Allá por los años 30 y 40 en Nueva York, los asesinatos entre miembros de la mafia, rateros y adictos se sucedían uno tras otro. Con un sistema policial sumido en la corrupción, la ciudad de Nueva York experimentaba en sus calles una de sus épocas más aciagas. Pocos eran los fotógrafos que se atrevían a adentrarse en ese sórdido mundo, hasta que Arthur H. Fellig, más conocido por su seudónimo «Weegee«, consiguió sintonizar en la radio de su coche la emisora policial, lo que le permitió adelantarse a los demás fotógrafos y publicar esas escabrosas imágenes antes que cualquier otro.
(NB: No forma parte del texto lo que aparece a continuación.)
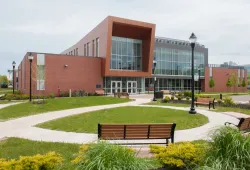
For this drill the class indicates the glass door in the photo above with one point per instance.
(116, 86)
(132, 87)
Rateros, delincuentes y mafiosos eran objeto de las fotografías de Weegee © Weegee / International Center of Photography / Cortesía de la colección M. + M. Auer
Rateros, delincuentes y mafiosos eran objeto de las fotografías de Weegee © Weegee / International Center of Photography / Cortesía de la colección M. + M. Auer

Su trabajo no sólo ha servido de inspiración para muchos fotógrafos contemporáneos atraídos por la suciedad de aquellas atmósferas, sino que películas como Nightcrawler –2014, Bold Films– parece que hayan sido basadas en su propia vida. Pero su carrera fotográfica no sólo se centraba en mostrar esas crudas y explícitas instantáneas de cadáveres recientes, sino que -como demuestra la exposición- en sus imágenes podemos encontrar sentimientos más agradables, demostrando que también era capaz de envolver en un halo de ternura a los sujetos que fotografiaba. Niños jugando, familias comiendo y costumbres cotidianas se abren paso entre las 100 imágenes que componen la muestra, que además contará con los impactantes fotolibros que Weegee publicó por aquel entonces.

Las escenas afables y costumbristas también se muestran en la exposición © Weegee / International Center of Photography / Cortesía de la colección M. + M. Auer
Las escenas afables y costumbristas también se muestran en la exposición © Weegee / International Center of Photography / Cortesía de la colección M. + M. Auer

Con un precio por entrada de 4 euros, la muestra se postula como una de las imprescindibles del año. Sin lugar a dudas, «The Famous Weegee» -como firmaba sus trabajos- se convirtió uno de los grandes mitos del fotoperiodismo criminal, gracias a su magnífico trabajo.